Both Motient and Aether have been important to RIM in the past, but RIM has been moving more toward a model in which large wireless carriers, such as Britain's BT Cellnet, are responsible for selling its devices.
"The transition to cellular carriers can't come fast enough for RIM," U.S. Bancorp Piper Jaffray analyst Bill Crawford said Tuesday. "There is a time frame before that kicks in, and its smaller channel partners are experiencing weakness."
Although Canada's RIM has been faring better this year than consumer-oriented handheld makers Palm and Handspring, analysts say they expect to cut future earnings estimates for RIM after it reports earnings Wednesday.
"RIM is the leading (handheld) company and a well-run company," Crawford said. But "even leading, well-run companies can't escape what's going on" in the economy.
Crawford said he expects that RIM will be able to match his earnings estimate of 4 cents per share and revenue target of $83 million for its second fiscal quarter that ended Sept. 1. Still, he expects to cut his earlier prediction that RIM could generate revenue of $93 million in the current quarter that runs through November.
However, the weaker outlook is more due to a general slowing in corporate tech spending than to the specific problems at Aether and Motient.
"Most of the Street has already discounted the reseller channel in general," said Scott Miller, an analyst at C.E. Unterberg Towbin. "We continue to feel it's all about the transition to a carrier-centric model."
For his part, Crawford said he anticipates no new shipments from RIM to Aether in his 2002 forecast for RIM.
An Aether representative, who confirmed its planned job cuts to CNET News.com, attributed the across-the-board job reductions to the slowdown in the wireless market and to Aether's need to digest a number of recent acquisitions.
"We were very acquisitive," the representative said. "In 2000, we bought eight companies."
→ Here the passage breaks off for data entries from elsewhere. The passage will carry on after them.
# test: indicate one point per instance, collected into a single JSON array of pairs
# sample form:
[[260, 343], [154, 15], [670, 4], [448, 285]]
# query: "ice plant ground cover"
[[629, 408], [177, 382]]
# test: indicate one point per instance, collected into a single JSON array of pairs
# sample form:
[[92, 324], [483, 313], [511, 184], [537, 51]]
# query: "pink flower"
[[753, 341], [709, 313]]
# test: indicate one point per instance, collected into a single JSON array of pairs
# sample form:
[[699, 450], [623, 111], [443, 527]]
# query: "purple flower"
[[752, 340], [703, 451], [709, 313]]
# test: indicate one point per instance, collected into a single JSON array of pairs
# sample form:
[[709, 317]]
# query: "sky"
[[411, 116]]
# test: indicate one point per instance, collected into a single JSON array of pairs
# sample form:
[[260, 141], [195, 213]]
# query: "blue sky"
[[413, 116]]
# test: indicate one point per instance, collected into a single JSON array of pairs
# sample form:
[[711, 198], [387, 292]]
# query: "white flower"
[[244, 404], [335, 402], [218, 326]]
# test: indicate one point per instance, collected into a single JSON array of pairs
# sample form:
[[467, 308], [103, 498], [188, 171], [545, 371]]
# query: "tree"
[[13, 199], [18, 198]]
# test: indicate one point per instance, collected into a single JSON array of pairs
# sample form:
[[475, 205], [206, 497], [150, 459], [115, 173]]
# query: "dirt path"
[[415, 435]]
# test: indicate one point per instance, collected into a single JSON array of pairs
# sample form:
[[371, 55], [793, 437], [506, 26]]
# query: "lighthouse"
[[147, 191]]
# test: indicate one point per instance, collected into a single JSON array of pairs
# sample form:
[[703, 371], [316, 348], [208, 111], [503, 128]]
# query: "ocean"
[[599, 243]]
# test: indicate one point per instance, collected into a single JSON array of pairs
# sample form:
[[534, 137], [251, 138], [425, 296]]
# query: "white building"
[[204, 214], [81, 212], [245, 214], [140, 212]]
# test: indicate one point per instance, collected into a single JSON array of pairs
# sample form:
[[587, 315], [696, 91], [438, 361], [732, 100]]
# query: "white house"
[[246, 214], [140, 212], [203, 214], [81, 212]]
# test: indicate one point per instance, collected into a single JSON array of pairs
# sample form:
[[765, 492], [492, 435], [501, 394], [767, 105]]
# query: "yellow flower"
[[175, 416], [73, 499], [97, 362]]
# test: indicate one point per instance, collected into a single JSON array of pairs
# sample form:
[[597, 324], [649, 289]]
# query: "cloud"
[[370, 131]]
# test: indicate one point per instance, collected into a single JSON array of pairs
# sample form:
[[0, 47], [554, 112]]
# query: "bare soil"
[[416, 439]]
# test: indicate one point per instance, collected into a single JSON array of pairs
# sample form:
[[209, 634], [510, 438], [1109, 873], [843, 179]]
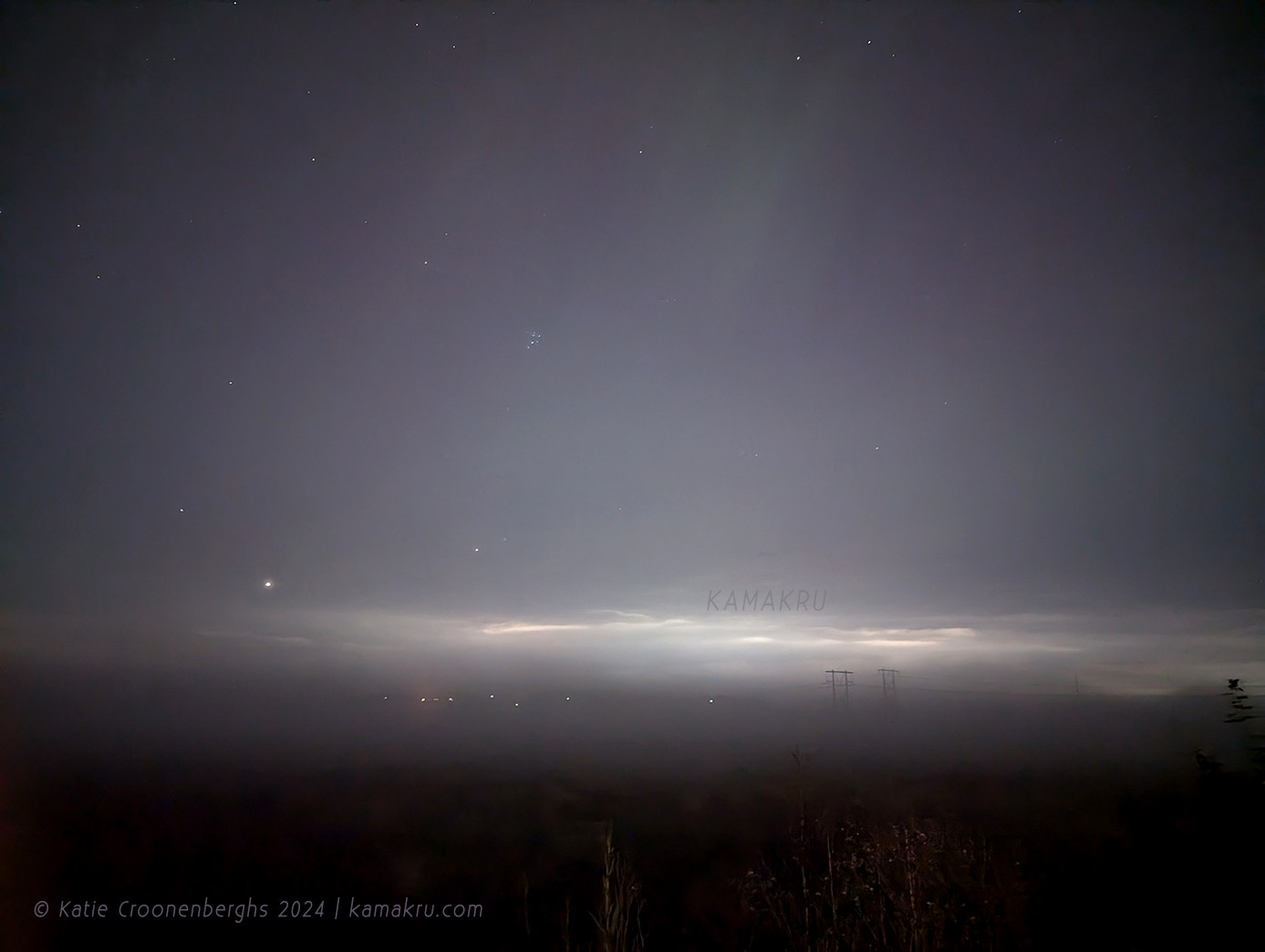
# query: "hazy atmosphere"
[[635, 378]]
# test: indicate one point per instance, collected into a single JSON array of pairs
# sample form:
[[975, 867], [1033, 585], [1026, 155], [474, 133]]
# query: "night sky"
[[480, 326]]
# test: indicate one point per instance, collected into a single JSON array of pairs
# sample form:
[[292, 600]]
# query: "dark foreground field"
[[1066, 823]]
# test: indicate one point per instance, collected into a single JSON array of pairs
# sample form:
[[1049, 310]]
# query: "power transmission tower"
[[846, 683], [888, 679]]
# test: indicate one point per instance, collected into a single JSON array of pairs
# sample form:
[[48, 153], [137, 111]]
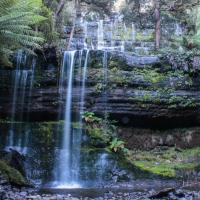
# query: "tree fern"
[[17, 21]]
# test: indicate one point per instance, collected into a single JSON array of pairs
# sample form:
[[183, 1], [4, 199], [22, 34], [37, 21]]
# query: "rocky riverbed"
[[13, 193]]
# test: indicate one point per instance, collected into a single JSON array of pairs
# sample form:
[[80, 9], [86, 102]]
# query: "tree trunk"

However, there is a somewhat greater risk to RIM from the woes at Motient, given that it is also the carrier on which an estimated 15 percent of BlackBerry pagers operate. Should Motient's cash concerns intensify, analysts say, there is the chance the network could shut down. At the very least, that would cause a disruption because BlackBerry users would have to switch to the Cingular Wireless network, on which the majority of BlackBerry devices run.
"Anytime there is a problem with a channel partner, I don't think it can be seen as a positive," Crawford said.
The key elements that Crawford will be watching for Wednesday are what RIM says about its efforts to secure new relationships with wireless carriers and any delays it expects as carriers slow their plans to move to next-generation networks that offer the always-on connections the BlackBerry needs, such as GPRS (General Packet Radio Service).
"That is the future of RIM," he said.
Even with positive news on those fronts, new competition is looming for RIM.
When corporate spending does pick up, RIM faces potential challenges from start-ups such as Good Technology and Danger Research.
IDC analyst Alex Slawsby said Good and Danger "both clearly have their crosshairs set on RIM."
Handspring has also announced a deal with Aether to resell its products, likely including its forthcoming wireless devices. Meanwhile, Palm has a long-awaited device that promises RIM-like features such as always-on access to corporate e-mail, although that device has been delayed until early next year.